Under a Phase II NIAC program, we determined that much of the foundational technology exists or is in intermediate levels of readiness due to the proliferation of government and commercial smallsat programs. This Phase III proposal will reduce the remaining TRL gaps and mature the SGLF mission concept. We will advance our understanding of the SGL-based imaging and spectroscopy of many candidate exoplanets, and define a near term, affordable flight test mission to prove the concept. We will refine our understanding of the mission architecture with emphasis on the issues of thermal and stability control during the perihelion acceleration. We will employ the system engineering approach successfully applied to many space missions by JPL and Aerospace, and employed by our industry partners, to select the best technologies for long-duration, autonomous operations in deep space and to identify and mitigate mission risks.

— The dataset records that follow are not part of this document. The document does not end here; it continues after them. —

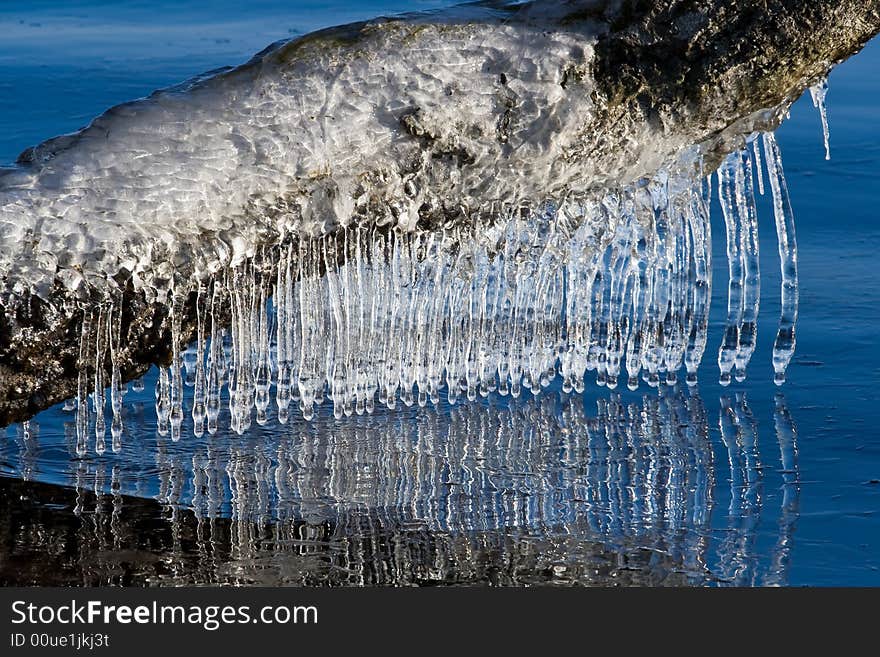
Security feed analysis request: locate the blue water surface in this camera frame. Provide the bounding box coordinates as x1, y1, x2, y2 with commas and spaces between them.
0, 0, 880, 585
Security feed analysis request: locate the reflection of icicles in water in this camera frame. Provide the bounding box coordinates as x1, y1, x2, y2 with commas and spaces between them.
810, 78, 831, 160
62, 134, 797, 438
5, 388, 799, 584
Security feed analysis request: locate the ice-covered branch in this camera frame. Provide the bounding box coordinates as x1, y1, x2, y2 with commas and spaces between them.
0, 0, 880, 422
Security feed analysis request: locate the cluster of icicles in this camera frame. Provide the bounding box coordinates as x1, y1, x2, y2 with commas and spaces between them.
70, 133, 797, 452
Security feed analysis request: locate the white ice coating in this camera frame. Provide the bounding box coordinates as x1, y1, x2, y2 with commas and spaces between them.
0, 3, 620, 298
62, 134, 797, 453
0, 3, 824, 440
810, 78, 831, 160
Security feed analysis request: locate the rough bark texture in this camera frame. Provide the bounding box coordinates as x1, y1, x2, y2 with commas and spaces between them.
0, 0, 880, 425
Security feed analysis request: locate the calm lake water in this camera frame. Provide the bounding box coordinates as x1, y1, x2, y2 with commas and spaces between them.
0, 0, 880, 585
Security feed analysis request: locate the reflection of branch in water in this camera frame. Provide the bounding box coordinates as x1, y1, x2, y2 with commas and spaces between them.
3, 384, 798, 584
764, 393, 801, 586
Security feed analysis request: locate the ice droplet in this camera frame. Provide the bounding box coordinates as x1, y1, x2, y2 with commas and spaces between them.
810, 78, 831, 160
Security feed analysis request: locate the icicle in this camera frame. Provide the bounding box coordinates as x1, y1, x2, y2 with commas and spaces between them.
92, 308, 109, 455
107, 302, 125, 454
76, 310, 92, 456
810, 78, 831, 160
734, 148, 761, 382
763, 132, 798, 385
168, 293, 184, 442
718, 153, 743, 386
752, 135, 764, 196
49, 135, 812, 440
192, 285, 208, 438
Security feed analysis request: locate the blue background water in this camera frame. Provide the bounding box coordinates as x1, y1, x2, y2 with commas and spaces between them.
0, 0, 880, 585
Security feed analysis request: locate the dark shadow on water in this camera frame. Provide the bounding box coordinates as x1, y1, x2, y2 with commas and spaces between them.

We will continue to present the SGL imaging mission to the science community for broader support. As this mission is the only way to view a potentially habitable exoplanet in detail, we are already seeing the significant public interest and enthusiasm that could motivate the needed government and private funding. As NASA will be our primary partner for the mission to the SGL, we are already working with NASA leadership, the ongoing NAS Decadals to include SGL in their science priorities.
Our SGL mission seeks further insight into the question “Are we alone in the Universe?”